Crítica de Indiana Jones y el dial del destino por MartaPD
Así que son 2 horas y media de un intento de acción y aventuras más que conocido, con persecuciones, su luchita contra los nazis y artilugios antiguos escondidos en las ruinas de antiguas civilizaciones. Algunas escenas se me han hecho innecesariamente largas, sobre todo la persecución en Marruecos. El rejuvenecimiento de Mads Mikkelsen y, sobre todo, Harrison Ford para las escenas ambientadas en el pasado sí da bastante el pego. Hay sus referencias y cositas para fans, como es de esperar, entre caras nuevas y viejas. Personalmente valoro el enfoque que han querido darle al personaje de Helena, como una inversión de roles del típico secundario pillo y canallita más preocupado por su supervivencia y que vendería hasta a su padre (pero que luego tiene buen fondo). El problema es que, aunque en este caso sea mujer, me sigue cayendo mal este arquetipo de personaje. La primera vez que lo dijeron ya nos quedó claro que lo "único que le importaba" era el dinero, no hace falta que lo sigan repitiendo durante toda la película. ¡Por dios, ya lo captamos!

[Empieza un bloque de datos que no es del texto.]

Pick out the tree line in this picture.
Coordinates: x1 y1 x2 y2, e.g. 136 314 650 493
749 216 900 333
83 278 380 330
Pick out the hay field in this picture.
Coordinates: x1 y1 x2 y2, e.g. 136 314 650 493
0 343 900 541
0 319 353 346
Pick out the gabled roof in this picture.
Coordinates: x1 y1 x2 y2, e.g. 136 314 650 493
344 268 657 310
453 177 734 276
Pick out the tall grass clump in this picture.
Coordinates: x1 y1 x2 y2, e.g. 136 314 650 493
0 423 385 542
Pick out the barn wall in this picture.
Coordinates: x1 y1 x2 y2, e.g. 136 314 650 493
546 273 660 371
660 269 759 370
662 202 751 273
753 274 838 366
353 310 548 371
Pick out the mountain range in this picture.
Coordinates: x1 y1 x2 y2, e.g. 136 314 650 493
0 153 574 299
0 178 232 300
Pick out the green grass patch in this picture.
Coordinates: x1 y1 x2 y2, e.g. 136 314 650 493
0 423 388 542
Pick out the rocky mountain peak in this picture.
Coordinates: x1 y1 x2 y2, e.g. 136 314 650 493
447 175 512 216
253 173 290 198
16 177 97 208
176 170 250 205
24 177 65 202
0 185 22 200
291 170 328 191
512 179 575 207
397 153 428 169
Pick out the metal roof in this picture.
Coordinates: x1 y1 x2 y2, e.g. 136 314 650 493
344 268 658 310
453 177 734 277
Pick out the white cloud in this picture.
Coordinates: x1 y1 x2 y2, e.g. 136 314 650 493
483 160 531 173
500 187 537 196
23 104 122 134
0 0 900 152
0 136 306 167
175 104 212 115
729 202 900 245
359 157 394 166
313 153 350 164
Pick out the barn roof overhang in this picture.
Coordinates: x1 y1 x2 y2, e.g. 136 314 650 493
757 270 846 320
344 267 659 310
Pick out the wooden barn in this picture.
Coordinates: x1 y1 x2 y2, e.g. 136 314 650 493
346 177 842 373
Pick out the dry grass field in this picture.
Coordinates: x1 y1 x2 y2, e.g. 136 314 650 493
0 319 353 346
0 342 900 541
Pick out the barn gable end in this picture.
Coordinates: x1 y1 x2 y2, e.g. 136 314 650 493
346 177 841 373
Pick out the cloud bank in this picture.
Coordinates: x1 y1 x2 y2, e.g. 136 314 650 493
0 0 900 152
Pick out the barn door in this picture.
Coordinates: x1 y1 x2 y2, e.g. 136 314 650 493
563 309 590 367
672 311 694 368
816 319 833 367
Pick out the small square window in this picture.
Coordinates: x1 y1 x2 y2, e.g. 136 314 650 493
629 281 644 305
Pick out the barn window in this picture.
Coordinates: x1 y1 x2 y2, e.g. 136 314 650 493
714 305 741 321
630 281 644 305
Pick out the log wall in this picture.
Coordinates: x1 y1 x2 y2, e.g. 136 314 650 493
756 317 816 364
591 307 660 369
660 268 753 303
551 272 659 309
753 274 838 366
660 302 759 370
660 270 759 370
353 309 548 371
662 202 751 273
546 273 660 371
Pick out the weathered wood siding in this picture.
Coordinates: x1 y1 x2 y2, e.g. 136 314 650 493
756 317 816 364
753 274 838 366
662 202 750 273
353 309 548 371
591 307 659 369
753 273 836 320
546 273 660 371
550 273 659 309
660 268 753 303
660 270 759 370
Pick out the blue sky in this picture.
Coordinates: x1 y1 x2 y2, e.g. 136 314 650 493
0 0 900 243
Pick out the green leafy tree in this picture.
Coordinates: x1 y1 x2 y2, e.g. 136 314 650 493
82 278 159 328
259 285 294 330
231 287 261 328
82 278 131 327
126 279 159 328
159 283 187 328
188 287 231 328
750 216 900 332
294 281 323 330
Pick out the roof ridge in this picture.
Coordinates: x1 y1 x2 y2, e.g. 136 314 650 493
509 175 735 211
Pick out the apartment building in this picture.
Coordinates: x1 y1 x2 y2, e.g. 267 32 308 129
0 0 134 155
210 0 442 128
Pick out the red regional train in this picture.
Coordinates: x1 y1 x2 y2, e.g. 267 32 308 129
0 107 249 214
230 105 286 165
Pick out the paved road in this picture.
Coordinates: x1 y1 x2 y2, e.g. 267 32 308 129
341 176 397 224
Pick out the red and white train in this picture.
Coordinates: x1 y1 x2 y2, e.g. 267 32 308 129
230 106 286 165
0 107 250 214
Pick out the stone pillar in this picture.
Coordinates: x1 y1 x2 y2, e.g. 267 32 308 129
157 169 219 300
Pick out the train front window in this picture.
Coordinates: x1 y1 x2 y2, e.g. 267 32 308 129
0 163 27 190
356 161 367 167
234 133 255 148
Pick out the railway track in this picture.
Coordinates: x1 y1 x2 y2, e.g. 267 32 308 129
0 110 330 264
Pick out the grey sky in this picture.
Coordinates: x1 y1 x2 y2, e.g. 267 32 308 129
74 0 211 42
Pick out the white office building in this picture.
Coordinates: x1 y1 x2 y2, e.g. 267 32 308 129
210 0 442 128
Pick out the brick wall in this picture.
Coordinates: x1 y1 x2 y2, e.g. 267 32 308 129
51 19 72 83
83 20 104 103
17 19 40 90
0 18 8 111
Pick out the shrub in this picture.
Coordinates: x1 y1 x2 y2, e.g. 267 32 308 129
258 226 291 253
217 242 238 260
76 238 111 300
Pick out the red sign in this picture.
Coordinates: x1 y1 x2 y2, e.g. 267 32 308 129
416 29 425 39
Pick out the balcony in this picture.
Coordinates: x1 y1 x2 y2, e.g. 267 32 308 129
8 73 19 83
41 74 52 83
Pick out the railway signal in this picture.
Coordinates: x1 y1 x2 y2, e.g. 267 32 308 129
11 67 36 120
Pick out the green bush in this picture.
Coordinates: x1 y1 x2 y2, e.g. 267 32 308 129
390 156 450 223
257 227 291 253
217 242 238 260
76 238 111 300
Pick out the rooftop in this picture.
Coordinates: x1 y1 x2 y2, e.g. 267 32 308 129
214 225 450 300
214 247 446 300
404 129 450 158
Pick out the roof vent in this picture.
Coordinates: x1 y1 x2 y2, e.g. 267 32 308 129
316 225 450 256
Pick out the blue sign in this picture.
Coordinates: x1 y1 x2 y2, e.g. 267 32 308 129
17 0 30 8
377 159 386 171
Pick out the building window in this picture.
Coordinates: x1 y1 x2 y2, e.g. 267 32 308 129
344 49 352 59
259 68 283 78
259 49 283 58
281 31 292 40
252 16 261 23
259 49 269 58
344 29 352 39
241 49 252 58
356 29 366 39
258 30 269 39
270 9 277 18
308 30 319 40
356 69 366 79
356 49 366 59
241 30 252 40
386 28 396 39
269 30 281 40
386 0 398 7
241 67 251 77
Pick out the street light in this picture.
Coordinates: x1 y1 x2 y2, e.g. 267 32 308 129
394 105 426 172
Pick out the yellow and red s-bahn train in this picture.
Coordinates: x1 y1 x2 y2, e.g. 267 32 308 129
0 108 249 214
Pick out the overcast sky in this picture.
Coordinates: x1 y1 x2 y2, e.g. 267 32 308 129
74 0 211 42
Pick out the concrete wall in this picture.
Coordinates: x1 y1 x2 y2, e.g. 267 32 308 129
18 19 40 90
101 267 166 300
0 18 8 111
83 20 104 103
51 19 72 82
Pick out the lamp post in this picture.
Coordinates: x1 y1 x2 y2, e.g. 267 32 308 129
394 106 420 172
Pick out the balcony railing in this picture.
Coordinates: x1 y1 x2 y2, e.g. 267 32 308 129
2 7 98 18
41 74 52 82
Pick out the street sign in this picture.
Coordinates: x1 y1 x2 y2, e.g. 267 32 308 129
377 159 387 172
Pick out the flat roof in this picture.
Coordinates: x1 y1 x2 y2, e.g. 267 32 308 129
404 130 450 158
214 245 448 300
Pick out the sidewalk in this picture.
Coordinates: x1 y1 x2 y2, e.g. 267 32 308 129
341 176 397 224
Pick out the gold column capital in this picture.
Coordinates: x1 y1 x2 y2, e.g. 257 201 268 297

Esta nueva (y entendemos que última) misión de Indiana Jones sigue unos patrones tan típicos que durante su visionado tenía la sensación de que sabía lo que iba a pasar en todo momento. No hay ningún secundario que llame la atención y la trama simplemente se deja ver porque no hay ningún apartado en el que destaque. Es una despedida hecha con piloto automático. Falta emoción, sorpresa y carisma. Que una peli sea un desfile de caras conocidas no es sinónimo de buena peli y esta es la enésima prueba. De hecho, ni siquiera tengo claro que haya aportado demasiado al universo Indiana Jones, aunque ahí serán sus fans acérrimes quienes tengan la última palabra. Mi impresión es que si no tuviese el nombre de Indiana Jones hubiese pasado sin pena ni gloria por la cartelera.
P.D: Qué guapísima está la señora Marion.